Im Sommer 2021 ging das Wiener LegalTech-Startup notarity mit einem klaren Produktversprechen an den Start: die Online-Abwicklung notarieller Dienstleistungen einfacher und angenehmer zu machen. Damit konnte im Heimatmarkt Österreich bald ein signifikanter Anteil der Notariate überzeugt werden, nicht aber die Notariatskammer, die über eine Tochtergesellschaft ein eigenes Angebot in dem Bereich hat. Es kam zu einem jahrelangen Rechtsstreit – brutkasten berichtete zuletzt über das Urteil in zweiter Instanz.

Rund 2.000 internationale Unternehmen als Nutzer

Unter anderem deswegen fokussiert notarity seit Jahren auf das internationale Geschäft.

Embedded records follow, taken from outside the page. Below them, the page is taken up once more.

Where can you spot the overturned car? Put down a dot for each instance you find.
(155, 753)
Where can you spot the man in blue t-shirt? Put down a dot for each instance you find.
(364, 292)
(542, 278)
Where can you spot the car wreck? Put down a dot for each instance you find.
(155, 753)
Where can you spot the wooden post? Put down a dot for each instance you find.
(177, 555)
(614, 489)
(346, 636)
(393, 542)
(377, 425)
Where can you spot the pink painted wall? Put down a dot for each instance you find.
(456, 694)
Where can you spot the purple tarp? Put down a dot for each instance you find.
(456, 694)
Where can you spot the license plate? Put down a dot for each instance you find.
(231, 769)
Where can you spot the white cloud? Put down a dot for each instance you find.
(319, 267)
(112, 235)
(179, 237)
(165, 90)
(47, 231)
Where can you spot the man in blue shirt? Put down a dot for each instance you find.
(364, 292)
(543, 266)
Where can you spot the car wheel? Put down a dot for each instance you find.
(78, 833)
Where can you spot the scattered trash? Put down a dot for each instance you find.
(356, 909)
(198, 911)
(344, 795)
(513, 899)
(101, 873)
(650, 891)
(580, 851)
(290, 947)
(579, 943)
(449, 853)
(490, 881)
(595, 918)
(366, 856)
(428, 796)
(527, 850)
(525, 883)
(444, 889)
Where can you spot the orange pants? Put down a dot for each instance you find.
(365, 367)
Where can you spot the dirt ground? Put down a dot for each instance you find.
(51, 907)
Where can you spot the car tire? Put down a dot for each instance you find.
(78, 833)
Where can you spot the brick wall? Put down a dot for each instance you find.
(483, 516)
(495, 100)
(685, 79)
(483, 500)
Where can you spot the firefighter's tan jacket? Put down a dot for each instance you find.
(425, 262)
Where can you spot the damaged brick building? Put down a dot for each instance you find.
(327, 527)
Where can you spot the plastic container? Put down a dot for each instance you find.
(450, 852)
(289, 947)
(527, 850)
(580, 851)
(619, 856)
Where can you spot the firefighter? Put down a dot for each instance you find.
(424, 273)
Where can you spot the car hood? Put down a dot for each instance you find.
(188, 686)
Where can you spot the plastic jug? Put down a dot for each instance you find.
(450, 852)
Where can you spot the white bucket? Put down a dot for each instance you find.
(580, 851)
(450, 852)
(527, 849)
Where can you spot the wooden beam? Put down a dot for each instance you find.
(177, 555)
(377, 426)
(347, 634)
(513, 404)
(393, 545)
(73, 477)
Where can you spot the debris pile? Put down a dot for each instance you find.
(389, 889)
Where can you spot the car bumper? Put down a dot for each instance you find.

Schon Anfang 2024 verkündete man, mehr als die Hälfte des Umsatzes im Ausland zu erzielen. Mittlerweile sind es mehr als 70 Prozent, wie es nun vom Startup heißt. Dabei lege man einen besonderen Fokus auf internationale Konzerne.

Aktuell würden knapp 2.000 internationale Unternehmen mit großteils mehr als 500 Beschäftigten notarity für digitale Notariatsakte nutzen. Dazu zählen internationale Wirtschaftskanzleien wie DLA Piper und Baker McKenzie. Die Zahl digitaler Dokumenten-Beglaubigungen für internationale Unternehmen, Kanzleien und institutionelle Kunden über die Plattform habe sich im Vergleich zum Vorjahr vervierfacht.

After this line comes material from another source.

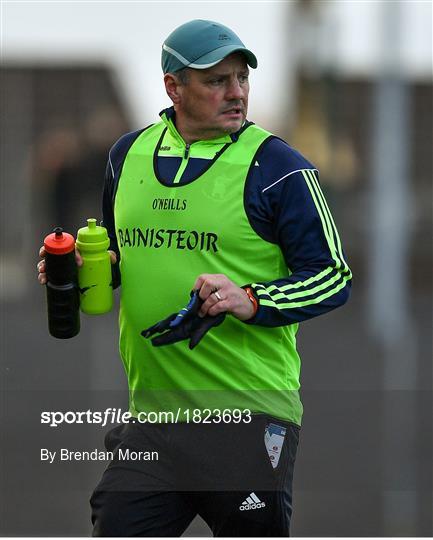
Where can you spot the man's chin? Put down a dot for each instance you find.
(232, 125)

Mit Umsatzverdopplung Break-even erreicht

So sei zuletzt auch eine Verdopplung des Umsatzes im Jahresvergleich gelungen. „Damit haben wir den Break-even erreicht und den entscheidenden Schritt vom wachstumsstarken Startup zum profitablen Global Champion gemacht“, kommentiert Co-Founder und CEO Jakobus Schuster. Rund 400 Notar:innen hätten mittlerweile mehr als eine Viertelmillion digitale Beglaubigungen über die Plattform abgewickelt, monatlich seien es derzeit rund 10.000.

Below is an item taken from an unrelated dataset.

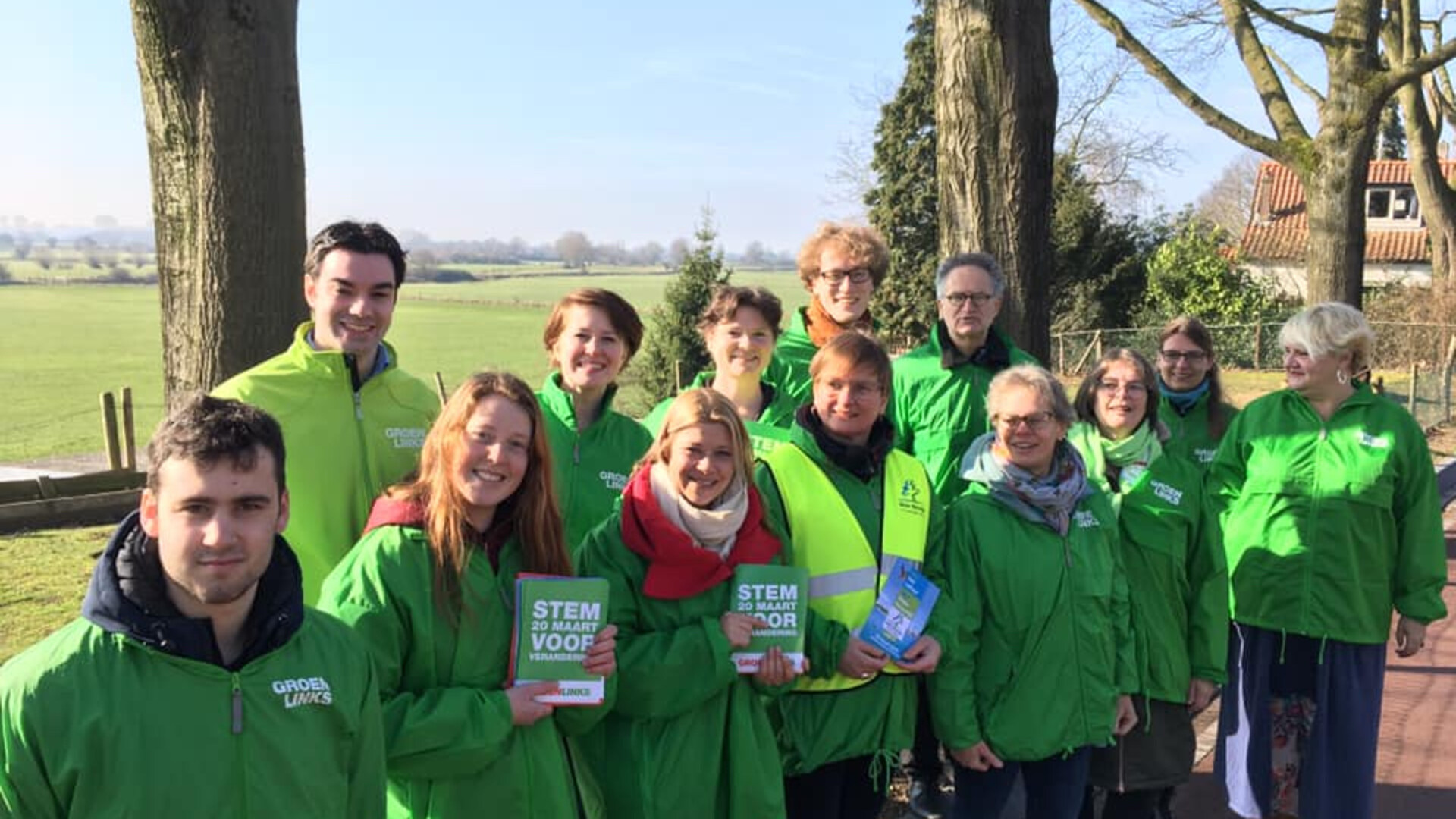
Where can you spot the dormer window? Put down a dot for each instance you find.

Zu den wichtigsten Märkten außerhalb der EU zählen das Vereinigte Königreich, die USA, die Vereinigten Arabischen Emirate und die Schweiz. „Mit dem Erreichen der Gewinnzone schaffen wir die Grundlage, um unsere internationale Expansion künftig aus einer Position finanzieller Stärke voranzutreiben“, so Schuster.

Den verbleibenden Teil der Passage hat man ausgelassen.